As such, he presumably earned this money, at least in part, during his political career — because the 3.5 million dollars he reportedly promised the victim certainly did not come from savings of his teacher’s salary. Essentially, in this way, taxpayers helped contribute to the bribe which hushed up a sexual abuse survivor — but sure, it has nothing to do with his time in office.

Apparently, to the media and his peers, Hastert’s later political career matters more than the career that endangered the boys in the first place. This troubling defense of Hastert, a public figure, by other public figures brings to mind concerns of corruption. After all, how can his maximum predicted punishment for abusing four boys be  only six months in prison?

In reality, a miniscule six-month stint in prison is consistent with federal guidelines for illegally structuring bank withdrawals, according to the same New York Times article, and that is the crime to which Hastert plead guilty in October of last year. The lack of sexual abuse charges, too, cannot be explained by any public corruption but rather by a flaw in the justice system. 
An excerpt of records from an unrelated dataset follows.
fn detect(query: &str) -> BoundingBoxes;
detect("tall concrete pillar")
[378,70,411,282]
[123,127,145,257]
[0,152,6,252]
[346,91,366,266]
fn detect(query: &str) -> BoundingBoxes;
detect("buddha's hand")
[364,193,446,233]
Prosecutors cannot charge Hastert with a crime in which there is “no ambiguity” regarding his guilt, according to the same New York Times article, because of the statute of limitations. In Illinois, the statute of limitations for felony sexual assault or abuse of a minor requires that prosecutors must charge the perpetrator within 20 years of the victim turning 18. 
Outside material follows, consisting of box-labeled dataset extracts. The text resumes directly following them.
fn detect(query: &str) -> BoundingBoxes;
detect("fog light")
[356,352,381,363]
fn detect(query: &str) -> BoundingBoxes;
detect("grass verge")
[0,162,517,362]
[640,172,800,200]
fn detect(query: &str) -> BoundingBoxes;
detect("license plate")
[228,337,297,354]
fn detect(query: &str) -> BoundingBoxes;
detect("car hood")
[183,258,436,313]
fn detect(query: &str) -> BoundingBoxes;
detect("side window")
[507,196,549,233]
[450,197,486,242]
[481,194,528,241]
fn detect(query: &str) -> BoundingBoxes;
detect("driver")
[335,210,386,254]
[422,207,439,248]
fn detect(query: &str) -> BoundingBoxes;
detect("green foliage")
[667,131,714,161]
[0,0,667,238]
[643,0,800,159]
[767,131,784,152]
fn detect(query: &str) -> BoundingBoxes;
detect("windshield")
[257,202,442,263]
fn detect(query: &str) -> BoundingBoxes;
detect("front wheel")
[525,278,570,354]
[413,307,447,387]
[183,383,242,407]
As Hastert allegedly abused the four boys during their time in high school in the 1960s and 1970s, the statute of limitations would have run out around 2000 at the latest, 14 years before Hastert was even caught.
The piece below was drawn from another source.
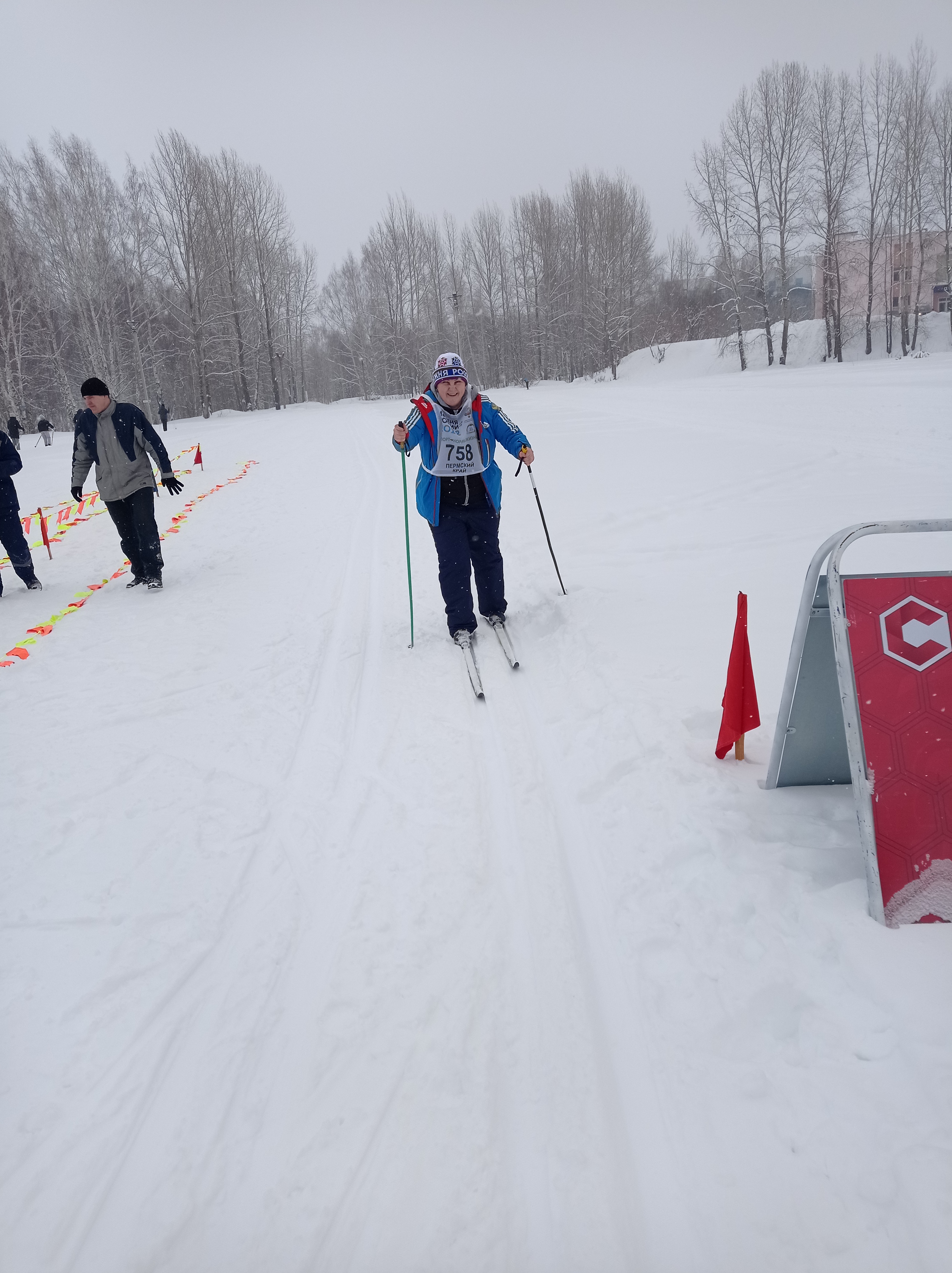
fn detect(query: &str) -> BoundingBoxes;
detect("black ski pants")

This inability to enact justice is an expected frustration in the justice system, and lawyers treat it as a necessary evil, claiming that the purpose of a statute of limitations is to ensure any evidence or witnesses used to convict are fresh and trustworthy. On the surface, that seems reasonable, but a closer examination of the technicalities of statutes of limitations reveals their arbitrary nature. No set time window after which evidence supposedly goes bad exists. 

As such, it varies from state to state and crime to crime. For example, according to a March 5, 2012 explanation of Illinois sex crimes by Illinois lawyer Sami Azhari, the difference between a misdemeanor and a felony in the charge of criminal sexual abuse involves the age difference between the victim and perpetrator, so presumably there are no discrepancies in the type of evidence between the two charges. Despite this, there is still a 10-year disparity in their respective statutes of limitations.

Worse, the clock stops if the perpetrator leaves the state, and it restarts when and if they return, further illustrating the irrelevance of the time involved. The numbers chosen for statutes of limitations have no scientific basis for when evidence is no longer admissible and no psychological basis for when witness testimony is no longer reliable. They are just numbers.

Another argument in support of statutes of limitations involves the Sixth Amendment, specifically the right to a speedy trial, but that argument falls flat. Statutes of limitations refer to the time before one is charged with a crime, so they have nothing to do with the speed of the trial itself.

As such, the good of this legal institution seems unclear, and only the harm remains. Because of an arbitrary legal timeline, the abuser of at least four boys will likely walk free after serving six months or less, and the survivors get no justice.